Over several years of usage we have run into a number of complaints about the scala client. This is a proposal for addressing these complaints.
This would likely be done in the timeframe of a 0.9 release.
Current Problems and Fixes
Here is a dump of all the problems we have seen and some solutions:
- Move clients to Java to fix scala problems
- Javadoc
- Scala version non-compatability
- Readability by non-scala users
- Scary stack traces
- Leakage of scala classes/interfaces into java api
- Code cleanup and embeddability
- Both producer and consumer code are extremely hard to understand
- Redo the request serialization layer to avoid all the custom request definition objects
- Eliminate the "simple" consumer api and have only a single consumer API with the capabilities of both
- Remove all threads from the consumer
- Have a separate client jar with no depedencies
- Generalize APIs
- Producer
- Give back a return value containing error code, offset, etc
- Consumer
- Enable static partition assignment for stateful data systems
- Enable consumer-driven offset changes.
- Producer
- Better support non-java consumers
- Move to a high-level protocol for consumer group management to centralize complexity on the server for all clients
- Improve performance and operability
- Make the producer fully async to to allow issuing sends to all brokers simultaneously and having multiple in-flight requests simultaneously. This will dramatically reduce the impact of latency on throughput (which is important with replication).
- Move to server-side offset management will allow us to scale this facility which is currently a big scalability problem for high-commit rate consumers due to zk non scalability.
- Server-side group membership will be more scalable with number of partitions then the current consumer co-ordination protocol
- Improve inefficiencies in compression code
The idea would be to roll out the new api as a separate jar, leaving the existing client intact but deprecated for one or two releases before removing the old client. This should allow a gradual migration.
Proposed Producer API
SendResponse send(KafkaMessage... message); Usage: Producer producer = new Producer(new ProducerConfig(props)); SendResponse r = producer.send(new KafkaMessage(topic, key, message)); r.onCompletion(new Runnable() {System.out.println("All done")}) r.getOffset() r.getError()
Changes from current API
- The key and message in KafkaMessage would have type Object instead of parameterized types. The parameterized types have not played well with the fact that different topics may take different types and since the serializer is instantiated via reflection (at runtime) the parametric types add no actual type safety.
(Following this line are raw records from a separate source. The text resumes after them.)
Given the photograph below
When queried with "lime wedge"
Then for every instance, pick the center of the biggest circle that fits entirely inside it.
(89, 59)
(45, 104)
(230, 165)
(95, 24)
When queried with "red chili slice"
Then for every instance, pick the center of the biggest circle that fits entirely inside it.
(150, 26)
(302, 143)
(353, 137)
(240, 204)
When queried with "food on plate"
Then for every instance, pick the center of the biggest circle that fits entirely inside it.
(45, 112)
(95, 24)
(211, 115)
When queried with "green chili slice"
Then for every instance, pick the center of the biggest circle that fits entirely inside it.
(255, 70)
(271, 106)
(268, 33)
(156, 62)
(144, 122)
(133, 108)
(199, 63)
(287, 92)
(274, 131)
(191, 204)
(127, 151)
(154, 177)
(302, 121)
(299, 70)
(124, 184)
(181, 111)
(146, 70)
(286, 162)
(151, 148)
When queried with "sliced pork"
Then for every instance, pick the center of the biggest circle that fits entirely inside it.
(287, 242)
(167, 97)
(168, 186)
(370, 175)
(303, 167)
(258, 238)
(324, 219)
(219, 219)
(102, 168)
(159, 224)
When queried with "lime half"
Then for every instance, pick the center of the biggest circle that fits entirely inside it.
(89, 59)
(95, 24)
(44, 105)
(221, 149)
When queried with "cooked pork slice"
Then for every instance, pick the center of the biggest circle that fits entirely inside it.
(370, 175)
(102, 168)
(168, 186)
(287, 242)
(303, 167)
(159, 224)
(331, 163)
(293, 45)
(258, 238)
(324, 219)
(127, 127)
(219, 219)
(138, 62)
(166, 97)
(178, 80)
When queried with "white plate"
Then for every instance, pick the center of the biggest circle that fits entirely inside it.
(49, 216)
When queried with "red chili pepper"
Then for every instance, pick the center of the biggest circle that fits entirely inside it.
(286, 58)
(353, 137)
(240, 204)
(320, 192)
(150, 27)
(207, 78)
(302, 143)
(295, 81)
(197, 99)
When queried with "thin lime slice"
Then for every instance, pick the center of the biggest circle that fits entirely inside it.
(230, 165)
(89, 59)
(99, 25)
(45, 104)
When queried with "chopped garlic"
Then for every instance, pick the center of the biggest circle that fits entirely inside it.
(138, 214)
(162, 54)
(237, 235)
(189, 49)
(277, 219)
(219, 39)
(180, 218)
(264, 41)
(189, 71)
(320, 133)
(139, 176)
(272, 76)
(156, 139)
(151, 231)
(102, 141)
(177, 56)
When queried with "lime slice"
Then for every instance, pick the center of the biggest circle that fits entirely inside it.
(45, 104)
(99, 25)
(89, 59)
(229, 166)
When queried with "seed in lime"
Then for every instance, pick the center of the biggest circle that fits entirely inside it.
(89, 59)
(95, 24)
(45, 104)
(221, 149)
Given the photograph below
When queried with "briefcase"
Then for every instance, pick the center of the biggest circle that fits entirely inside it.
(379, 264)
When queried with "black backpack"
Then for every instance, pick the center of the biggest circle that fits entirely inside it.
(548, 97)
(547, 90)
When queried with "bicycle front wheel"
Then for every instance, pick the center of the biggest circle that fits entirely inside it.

- The producer will always attempt to batch data and will always immediately return a SendResponse which acts as a Future to allow the client to await the completion of the request.
Implementation
As today we will have a single background thread that does message collation, serialization, and compression. However this thread will now run an event loop to simultaneously send requests and receive responses from all brokers.
Consumer API
Here is an example of the proposed consumer API:
Consumer consumer = new Consumer(props); consumer.addTopic("my-topic"); // consume dynamically assigned partitions consumer.addTopic("my-other-topic", 3); // long timeout = 1000; while(true) { List<MessageAndOffset> messages = consumer.poll(timeout); process(messages); consumer.commit(); // alternately consumer.commit(topic) or consumer.commit(topic, partition) }
As before the consumer group is set in the properties and for simplicity each consumer can belong to only one group.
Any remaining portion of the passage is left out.